Students ‘Blast Off Into Learning’

Romina Gomez, age 5, watches her father try to hula-hoop at the 10th annual Family Literacy and Math Conference Saturday at Sneaky Park. Gomez was one of several students ranging from preschool to eighth grade invited to join the event sponsored by the College of Education. The goal of the conference was to give parents ideas to help their children succeed. The conference included activity booths for the children. / photo by Celene Vargas
Romina Gomez, age 5, watches her father try to hula-hoop at the 10th annual Family Literacy and Math Conference Saturday at Sneaky Park. Gomez was one of several students ranging from preschool to eighth grade invited to join the event sponsored by the College of Education. The goal of the conference was to give parents ideas to help their children succeed. The conference included activity booths for the children. / photo by Celene Vargas

Emily Lau
Metro Editor

Elementary school students and their families explored different fun activities in literacy, math and movement at the 10th annual “Blast Off Into Learning” Family Literacy and Math Conference Saturday morning at Sneaky Park.

More than 750 people attended the conference and discovered how to connect information taught at school and life at home.

The conference also provided parents with child activity ideas.

“(The event) has grown over the years and at first it was just literacy, but now we’ve added math to it,” said Andy Steck, assistant professor of education.

“We would like to eventually add science into it. We’ve done some movement sections as well this year; that’s the main difference.”

After they signed in and received free children books, families selected from more than 30 presentations about literacy, math and movement and learning to attend, including five in Spanish.

Presentations covered a variety of topics, including storytelling, basic algebra functions and physical exercise and they were presented by more than 100 ULV faculty, students and volunteers from community organizations like Bright Prospect at various locations on campus.

Presenters organized their activities to cater to children of all grades, ranging from preschool to eighth grade, which helped parents choose which presentations to attend according to their children’s ages.

Some activities also allowed parents to participate with their children to emphasize that they were not just restricted to younger people.

“I wanted my kids to learn something new and to entertain themselves,” parent and Pomona resident Guadalupe Robles said. “Sometimes we just need them to explore.”

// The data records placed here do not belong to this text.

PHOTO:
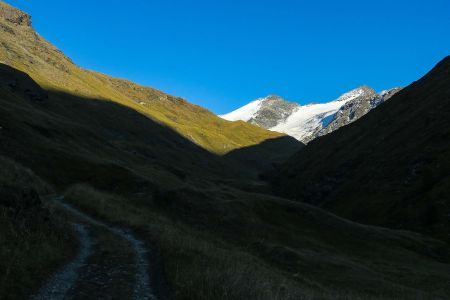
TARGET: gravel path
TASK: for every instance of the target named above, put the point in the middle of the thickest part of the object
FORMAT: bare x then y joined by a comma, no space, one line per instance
58,285
63,281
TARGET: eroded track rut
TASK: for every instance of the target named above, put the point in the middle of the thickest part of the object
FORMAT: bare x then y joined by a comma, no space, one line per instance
111,264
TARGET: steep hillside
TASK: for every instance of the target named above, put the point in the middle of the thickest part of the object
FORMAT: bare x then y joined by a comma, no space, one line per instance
133,166
307,122
22,48
391,167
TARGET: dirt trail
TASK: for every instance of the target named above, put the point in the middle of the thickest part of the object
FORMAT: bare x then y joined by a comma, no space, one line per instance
111,264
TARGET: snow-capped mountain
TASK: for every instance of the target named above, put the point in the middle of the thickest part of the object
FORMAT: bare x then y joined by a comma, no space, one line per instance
306,122
265,112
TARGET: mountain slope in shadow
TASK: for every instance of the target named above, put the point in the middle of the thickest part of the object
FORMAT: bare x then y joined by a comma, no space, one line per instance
389,168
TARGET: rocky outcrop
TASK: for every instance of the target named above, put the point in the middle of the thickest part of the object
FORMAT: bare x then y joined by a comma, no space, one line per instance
356,108
14,16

Children enjoyed arts and crafts that were offered in the park after the presentations and a Yoobi truck let children experiment with its school supplies and stationaries.

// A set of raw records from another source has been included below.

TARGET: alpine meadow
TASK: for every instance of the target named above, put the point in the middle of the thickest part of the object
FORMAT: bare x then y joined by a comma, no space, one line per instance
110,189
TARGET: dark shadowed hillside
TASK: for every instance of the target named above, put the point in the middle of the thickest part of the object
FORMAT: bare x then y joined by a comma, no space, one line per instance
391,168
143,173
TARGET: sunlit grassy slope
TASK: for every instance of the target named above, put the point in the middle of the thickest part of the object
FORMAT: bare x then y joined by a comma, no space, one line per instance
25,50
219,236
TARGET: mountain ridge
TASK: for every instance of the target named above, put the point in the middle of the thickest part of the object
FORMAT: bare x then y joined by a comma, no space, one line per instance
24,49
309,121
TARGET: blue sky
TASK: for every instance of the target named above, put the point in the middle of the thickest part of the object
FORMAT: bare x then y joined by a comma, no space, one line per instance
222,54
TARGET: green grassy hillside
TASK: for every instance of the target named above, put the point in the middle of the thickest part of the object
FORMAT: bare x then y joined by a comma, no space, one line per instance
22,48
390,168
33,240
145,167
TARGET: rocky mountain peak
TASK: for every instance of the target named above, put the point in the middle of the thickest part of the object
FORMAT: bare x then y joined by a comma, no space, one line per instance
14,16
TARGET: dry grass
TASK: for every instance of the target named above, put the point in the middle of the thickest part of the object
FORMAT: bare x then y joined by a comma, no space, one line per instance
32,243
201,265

Eleven children’s book authors (Grammy Lyn, Lee Wardlaw, Steve Gray, Torrey Mahall, Kristen Kittscher, Shannon Messenger, James Mihaley, Eric DelaBarre, Stacia Deutsch, Derek Taylor Kent and Elana Arnold) attended the conference and held presentations to talk with families about their books.

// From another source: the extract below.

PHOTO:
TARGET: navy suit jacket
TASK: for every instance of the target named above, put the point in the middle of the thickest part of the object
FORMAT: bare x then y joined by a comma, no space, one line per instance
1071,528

Families then enjoyed a free boxed lunch and book fair sponsored by Barnes and Noble. The authors were present to interact with the guests and sign books.

The conference concluded with laser shows in Morgan Auditorium.

The Math and Literacy Conference started 10 years ago by Professor of Education Marga Madhuri and Professor of Education Cindy Cary, who both teamed up to work on an educational project.

Madhuri observed students from both low-income and high-income schools and was stunned by the difference between the two and the lack of resources that low-income students had.

“The kids from poorer schools did not have access to the same books and crafts and activities that kids from wealthier families had,” Madhuri said. “I thought we really needed to support them, especially families from poor areas, with more things to do at home.”